Estava muito confortavelmente nos seus lençóis, mas não era capaz de adormecer.
Voltava-se e tornava a voltar-se, demorando-se cinco minutos de costas, depois
voltava-se do lado esquerdo, depois do direito, e nada.
Continuava a ter
sede. Levantou-se para beber. Depois tomou-o uma inquietação:
— Acaso terei medo?
Por que seria que o
seu coração se punha a bater loucamente a cada ruído conhecido que soava no
quarto? Quando o relógio ia a tocar, o pequeno rangido da mola fazia-lhe dar um
sobressalto; e era-lhe preciso abrir a boca, para respirar em seguida, durante
alguns segundos, tanta era a opressão que sentia. Pôs-se a raciocinar consigo
mesmo sobre a possibilidade disto:
— Terei medo?
Não, decerto, não
tinha medo, pois que estava resolvido a ir até ao fim, pois que tinha bem
nítida a vontade de bater-se, sem tergiversar.
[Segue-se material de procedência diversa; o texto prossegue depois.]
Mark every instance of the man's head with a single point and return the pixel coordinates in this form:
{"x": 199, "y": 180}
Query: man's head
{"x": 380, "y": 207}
Mas sentia-se tão profundamente
perturbado que perguntava:
— Pode-se acaso ter
medo, malgrado nosso?
E essa dúvida
invadia-o, essa inquietação, esse temor; se uma força mais poderosa do que a
sua vontade, dominadora, irresistível, o domasse, que sucederia? Sim, que
poderia suceder? Com certeza ele iria a terreno, uma vez que assim o queria.
Mas se tremesse? Se desmaiasse? E pensava na situação em que ficaria a sua
reputação, o seu nome.
E empolgou-o de repente
um desejo singular de levantar-se para olhar-se ao espelho. Acendeu a vela.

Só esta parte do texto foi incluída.